Claridge’s Owner Records €91m Loss Post-Covid

An opulent hotel chain registered in the UK, at the heart of a disagreement between property developer Paddy McKillen and a member of the Qatari royal family, suffered a loss of £77.8 million (€91.6 million) in the previous year. This occurred despite a boost in trading income in the aftermath of the Covid-19 restrictions being lifted and the extension of its principal London establishment by adding a new wing.

Coroin, the owner of the five-star Claridge’s Hotel in London and Maybourne Beverly Hills in Los Angeles, also reversed an impairment charge of nearly £19.7 million recorded in 2022 following a reevaluation of its London properties, as stated in the consolidated accounts registered in London.

Tax losses at Coroin, managed by Luxembourg-registered firm Regis Investments, owned by ex-Qatari Emir Sheikh Hamad Bin Khalifa Al Thani, surged by over £10 million post taxation in 2023, totaling £77.8 million. The company attributed this decrement to the payable interest on its debt of nearly £1.2 billion, triggering a surge in Coroin’s financing costs by over 73 per cent, reaching £86.3 million.

In the prior year, the hotel chain renegotiated a loan of £396.8 million with Qatari-based Dukhan Bank, due for settlement the past October. This altered the repayment schedule to October 2028, as noted in the accounts.

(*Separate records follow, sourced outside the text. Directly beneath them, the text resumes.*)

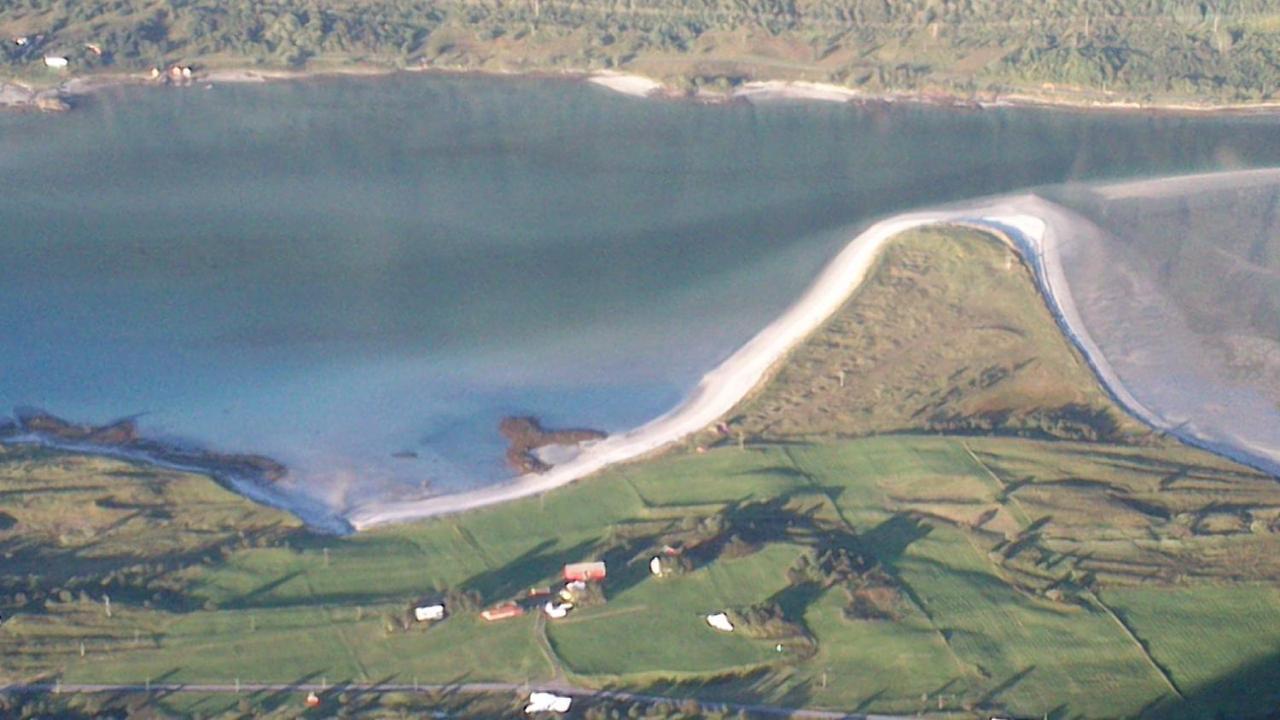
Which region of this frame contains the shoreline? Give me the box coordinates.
[0,169,1280,534]
[12,65,1280,117]
[347,170,1280,532]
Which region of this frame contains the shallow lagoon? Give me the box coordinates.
[0,77,1280,511]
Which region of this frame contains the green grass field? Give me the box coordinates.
[0,226,1280,719]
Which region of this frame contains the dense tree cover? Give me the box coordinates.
[0,0,1280,101]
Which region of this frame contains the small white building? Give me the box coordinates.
[413,603,444,623]
[707,612,733,633]
[543,600,573,620]
[525,693,573,715]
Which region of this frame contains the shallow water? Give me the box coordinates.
[0,77,1280,511]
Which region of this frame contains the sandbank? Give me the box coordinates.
[347,173,1280,530]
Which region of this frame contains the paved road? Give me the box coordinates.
[0,683,902,720]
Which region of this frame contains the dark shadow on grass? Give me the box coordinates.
[1142,652,1280,720]
[460,539,596,603]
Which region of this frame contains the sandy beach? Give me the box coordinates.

In addition, Coroin’s holding company, along with its US subsidiary, contracted another loan worth £194.8 million with Deutsche Bank where the Al Thani family is among major stakeholders. The loan matures in 2028 and the bulk of it was employed to clear a JPMorgan loan in the previous September.

Last year witnessed a leap in the group’s total revenue by 20 per cent, hitting £170.1 million, an increase from approximately £141 million in 2022, according to the accounts. Separate records for the entity operating behind Claridge’s revealed a bounce from a slight loss in 2022 to an after-tax profit greater than £3 million, on revenues of £119.3 million, marking up by over 21 per cent.

In a document associated with their balance sheets, Coroin’s board members reported that the company had acquired the “beneficial title” to a building next to Claridge’s on Brook Street from a subsidiary. The merger of this renovated property with the existing hotel has allowed for a larger hotel, adding a new wing, totalling 269 rooms after the completion of development works in the last quarter of the previous year. Although Claridge’s has bounced back from the pandemic, the recovery of the US market has lagged, they added. Maybourne Beverly Hills reported an operating loss of £16.9 million at the end of 2023.

The Belfast-born real estate developer, Mr McKillen, got involved with the hotel group in 2004 by purchasing more than a third stake in a consortium directed by Irish investor Derek Quinlan. Mr McKillen then wrestled for control of the hotels with the wealthy Barclay brothers and ultimately won Qatari support for his stake in 2015.

However, that partnership fell apart with Mr McKillen’s dismissal from the board in 2022. He then initiated a lawsuit, alleging that he is entitled to billions of pounds based on a profit-sharing agreement made with the Qataris at the time of the 2015 sale. This sale appraised Claridge’s and other hotels in the broader Maybourne group at £1.3 billion. The legal dispute, which spans multiple jurisdictions, is still in progress.